Voraussichtlich werden 2024 etwas weniger als 270.000 Erntehelfer in Deutschland benötigt. Laut Arbeitgeberpräsident Wichert haben viele Betriebe verstärkt in ihre Unterkünfte investiert.

Lesezeit: 9 Minuten

Der Präsident des Gesamtverbandes der Deutschen Land- und Forstwirtschaftlichen Arbeitgeberverbände (GLFA), Hans-Benno Wichert, über die Folgen steigender Lohnkosten für die Wettbewerbsfähigkeit des heimischen Obst- und Gemüseanbaus, einen wertschätzenden Umgang mit Saisonbeschäftigten und einen steigenden Arbeitnehmeranteil in der Landwirtschaft.

AgE: Herr Präsident Wichert, mit welchen Erwartungen gehen die 25.000 Obst- und Gemüsebaubetriebe in die Saison 24? 

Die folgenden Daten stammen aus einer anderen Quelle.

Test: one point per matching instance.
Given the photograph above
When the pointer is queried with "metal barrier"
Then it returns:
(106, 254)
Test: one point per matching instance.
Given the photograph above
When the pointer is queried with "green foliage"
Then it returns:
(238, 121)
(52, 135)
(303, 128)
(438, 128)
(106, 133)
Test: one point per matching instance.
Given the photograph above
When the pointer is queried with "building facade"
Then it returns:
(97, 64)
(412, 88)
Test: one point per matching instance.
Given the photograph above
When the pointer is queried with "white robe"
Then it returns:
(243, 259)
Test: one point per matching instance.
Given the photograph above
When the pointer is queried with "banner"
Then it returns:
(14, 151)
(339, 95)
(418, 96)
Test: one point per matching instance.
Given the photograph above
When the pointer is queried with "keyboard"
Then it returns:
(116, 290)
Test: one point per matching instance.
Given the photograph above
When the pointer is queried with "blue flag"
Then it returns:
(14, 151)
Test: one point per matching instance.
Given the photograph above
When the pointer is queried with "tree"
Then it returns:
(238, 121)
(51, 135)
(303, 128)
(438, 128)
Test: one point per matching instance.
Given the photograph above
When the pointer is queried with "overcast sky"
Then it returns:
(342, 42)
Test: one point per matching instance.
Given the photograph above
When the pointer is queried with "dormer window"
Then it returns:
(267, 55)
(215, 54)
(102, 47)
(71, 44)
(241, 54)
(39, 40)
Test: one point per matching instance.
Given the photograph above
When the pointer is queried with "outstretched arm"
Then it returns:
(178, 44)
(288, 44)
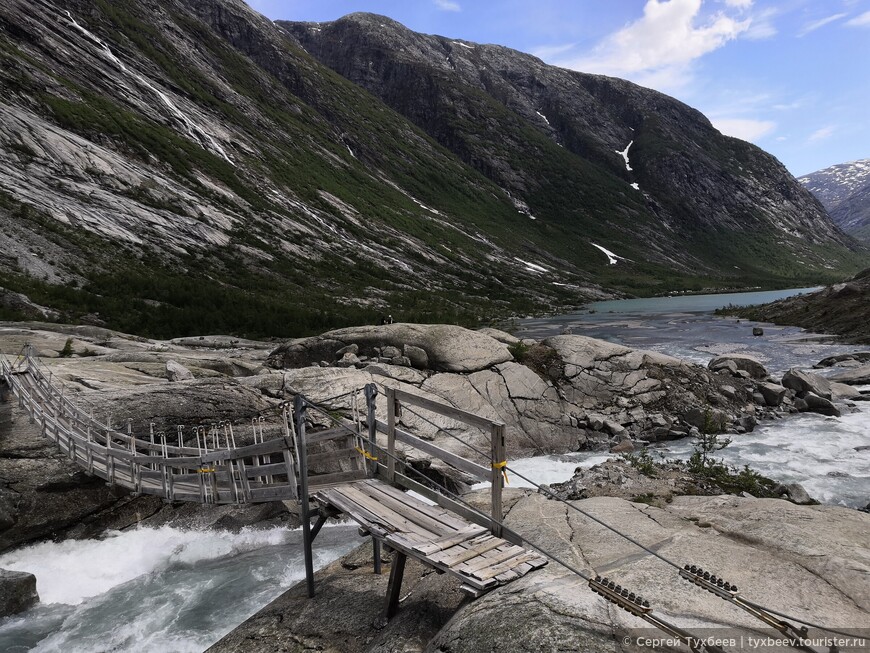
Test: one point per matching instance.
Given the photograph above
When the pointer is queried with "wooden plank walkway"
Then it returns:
(432, 535)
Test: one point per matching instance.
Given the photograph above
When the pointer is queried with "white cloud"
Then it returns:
(447, 5)
(744, 128)
(860, 21)
(812, 27)
(821, 134)
(660, 47)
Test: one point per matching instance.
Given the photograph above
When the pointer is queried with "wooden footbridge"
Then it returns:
(350, 468)
(340, 470)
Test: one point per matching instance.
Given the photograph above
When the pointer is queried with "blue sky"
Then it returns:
(788, 75)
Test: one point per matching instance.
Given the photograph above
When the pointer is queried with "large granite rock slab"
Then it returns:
(17, 592)
(812, 562)
(448, 348)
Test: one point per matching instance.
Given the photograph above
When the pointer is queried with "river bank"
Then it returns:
(599, 395)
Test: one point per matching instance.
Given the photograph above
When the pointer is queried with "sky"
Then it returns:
(790, 76)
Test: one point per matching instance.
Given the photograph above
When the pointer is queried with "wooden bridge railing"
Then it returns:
(492, 473)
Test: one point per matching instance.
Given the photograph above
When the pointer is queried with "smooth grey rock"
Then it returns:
(727, 365)
(177, 372)
(746, 363)
(350, 349)
(837, 360)
(771, 392)
(449, 348)
(797, 494)
(417, 356)
(349, 359)
(707, 420)
(17, 592)
(624, 446)
(498, 334)
(844, 391)
(390, 352)
(816, 404)
(801, 381)
(857, 376)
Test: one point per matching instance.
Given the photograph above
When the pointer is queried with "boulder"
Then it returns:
(844, 391)
(857, 376)
(858, 357)
(746, 363)
(417, 356)
(802, 382)
(707, 420)
(816, 404)
(501, 336)
(448, 348)
(17, 592)
(350, 349)
(348, 359)
(772, 393)
(175, 371)
(805, 560)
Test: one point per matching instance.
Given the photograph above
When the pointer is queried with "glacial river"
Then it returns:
(186, 589)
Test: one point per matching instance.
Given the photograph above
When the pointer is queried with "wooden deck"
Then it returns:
(431, 534)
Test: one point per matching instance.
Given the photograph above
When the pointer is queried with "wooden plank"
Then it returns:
(322, 436)
(338, 477)
(274, 493)
(435, 512)
(445, 502)
(266, 470)
(445, 410)
(398, 522)
(482, 562)
(450, 540)
(498, 457)
(469, 467)
(338, 454)
(510, 564)
(394, 585)
(370, 521)
(461, 554)
(409, 511)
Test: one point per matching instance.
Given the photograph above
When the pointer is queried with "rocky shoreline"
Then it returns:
(562, 394)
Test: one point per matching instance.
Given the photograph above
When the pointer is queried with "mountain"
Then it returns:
(169, 168)
(844, 189)
(600, 157)
(841, 309)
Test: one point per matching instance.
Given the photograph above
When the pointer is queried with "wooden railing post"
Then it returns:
(393, 411)
(371, 392)
(498, 461)
(299, 408)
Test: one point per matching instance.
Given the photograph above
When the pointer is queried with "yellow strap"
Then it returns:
(502, 466)
(366, 454)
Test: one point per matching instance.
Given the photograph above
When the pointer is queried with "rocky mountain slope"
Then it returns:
(842, 309)
(169, 168)
(634, 170)
(844, 189)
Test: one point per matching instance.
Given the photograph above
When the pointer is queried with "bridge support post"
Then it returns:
(304, 506)
(394, 586)
(5, 407)
(371, 391)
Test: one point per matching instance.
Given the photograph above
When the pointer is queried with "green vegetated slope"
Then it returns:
(842, 309)
(186, 167)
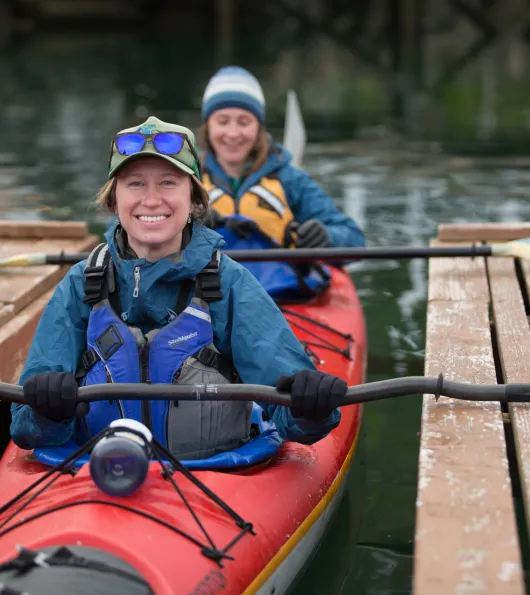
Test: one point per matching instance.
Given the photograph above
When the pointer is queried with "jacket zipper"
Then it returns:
(144, 377)
(118, 402)
(136, 290)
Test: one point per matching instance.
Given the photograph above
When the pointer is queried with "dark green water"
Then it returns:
(62, 99)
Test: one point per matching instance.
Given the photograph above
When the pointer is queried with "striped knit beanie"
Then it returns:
(233, 86)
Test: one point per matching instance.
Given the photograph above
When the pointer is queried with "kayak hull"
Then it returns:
(289, 501)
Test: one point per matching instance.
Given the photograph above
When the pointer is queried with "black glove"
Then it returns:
(314, 394)
(52, 395)
(214, 220)
(312, 234)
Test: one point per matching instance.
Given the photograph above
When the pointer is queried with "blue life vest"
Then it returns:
(181, 352)
(282, 281)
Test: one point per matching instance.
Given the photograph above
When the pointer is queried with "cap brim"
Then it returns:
(134, 156)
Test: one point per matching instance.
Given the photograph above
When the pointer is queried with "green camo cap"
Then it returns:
(183, 160)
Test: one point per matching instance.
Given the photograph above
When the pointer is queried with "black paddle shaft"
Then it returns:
(373, 391)
(326, 254)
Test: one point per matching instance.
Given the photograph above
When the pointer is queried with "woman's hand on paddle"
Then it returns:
(312, 234)
(314, 394)
(52, 395)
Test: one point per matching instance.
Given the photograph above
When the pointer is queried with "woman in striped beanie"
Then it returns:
(248, 174)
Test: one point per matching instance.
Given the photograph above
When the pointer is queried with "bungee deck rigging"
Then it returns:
(169, 466)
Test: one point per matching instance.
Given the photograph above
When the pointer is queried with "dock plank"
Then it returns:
(20, 286)
(43, 229)
(466, 535)
(513, 339)
(495, 232)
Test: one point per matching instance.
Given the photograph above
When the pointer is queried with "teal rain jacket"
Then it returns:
(305, 197)
(247, 326)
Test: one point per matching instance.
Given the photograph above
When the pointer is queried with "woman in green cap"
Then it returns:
(158, 303)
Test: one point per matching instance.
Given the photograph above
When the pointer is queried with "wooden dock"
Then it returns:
(474, 462)
(24, 292)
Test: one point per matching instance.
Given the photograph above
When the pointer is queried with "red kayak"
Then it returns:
(271, 518)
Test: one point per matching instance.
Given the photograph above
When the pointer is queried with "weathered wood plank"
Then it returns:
(13, 247)
(513, 339)
(20, 286)
(7, 311)
(466, 535)
(43, 229)
(16, 337)
(500, 232)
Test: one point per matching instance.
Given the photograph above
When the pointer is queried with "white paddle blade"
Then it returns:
(294, 136)
(21, 260)
(516, 249)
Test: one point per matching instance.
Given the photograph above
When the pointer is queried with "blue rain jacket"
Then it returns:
(247, 326)
(305, 197)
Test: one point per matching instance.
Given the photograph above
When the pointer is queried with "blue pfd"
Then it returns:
(181, 352)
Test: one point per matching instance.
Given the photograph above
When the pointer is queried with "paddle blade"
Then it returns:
(516, 249)
(294, 136)
(24, 260)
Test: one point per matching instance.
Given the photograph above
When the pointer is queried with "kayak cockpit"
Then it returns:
(261, 447)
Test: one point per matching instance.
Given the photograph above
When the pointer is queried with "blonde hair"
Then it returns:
(258, 153)
(106, 198)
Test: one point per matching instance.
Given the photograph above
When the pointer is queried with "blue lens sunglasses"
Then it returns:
(165, 143)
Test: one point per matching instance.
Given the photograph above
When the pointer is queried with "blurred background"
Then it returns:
(417, 113)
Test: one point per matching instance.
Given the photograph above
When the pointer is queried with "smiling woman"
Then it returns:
(153, 201)
(158, 303)
(250, 176)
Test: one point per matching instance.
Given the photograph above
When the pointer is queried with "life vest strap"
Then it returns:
(206, 356)
(208, 281)
(95, 274)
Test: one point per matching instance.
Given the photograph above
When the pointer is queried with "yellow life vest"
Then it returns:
(265, 203)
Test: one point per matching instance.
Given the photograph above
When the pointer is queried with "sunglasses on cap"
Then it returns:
(165, 143)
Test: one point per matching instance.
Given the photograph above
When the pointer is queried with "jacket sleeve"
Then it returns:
(248, 324)
(308, 201)
(59, 342)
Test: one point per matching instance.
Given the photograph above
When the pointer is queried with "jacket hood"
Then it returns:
(196, 255)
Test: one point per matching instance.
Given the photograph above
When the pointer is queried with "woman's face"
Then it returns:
(232, 133)
(153, 203)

Wichert: Viele mit gemischten Gefühlen. Die Sorge ist groß, dass man aufgrund steigender Lohnkosten dem Wettbewerbsdruck durch im Ausland zu günstigeren Konditionen produzierte Ware nicht standhalten kann und deshalb die Produktion reduzieren oder ganz einstellen muss. Zudem sehen sich die Betriebe mit ihren existenziellen Ängsten von der Politik nicht wahrgenommen.

Bestätigen sich denn Befürchtungen, dass der Anbau von Obst und Gemüse infolge schwieriger Bedingungen und der Anhebung des gesetzlichen Mindestlohns zurückgeht? 

Wichert: In einigen Bereichen ist bereits tatsächlich ein Rückgang im Anbau zu verzeichnen, etwa im Spargelanbau. Mit steigendem Mindestlohn und Sozialabgaben wächst auch die Gefahr, dass sich dieser Trend bei anderen Kulturen mit hohem Arbeitsbedarf fortsetzt.  

Nach den Rückmeldungen, die Ihnen vorliegen - können die Betriebe den Bedarf an Erntehelfern derzeit decken? 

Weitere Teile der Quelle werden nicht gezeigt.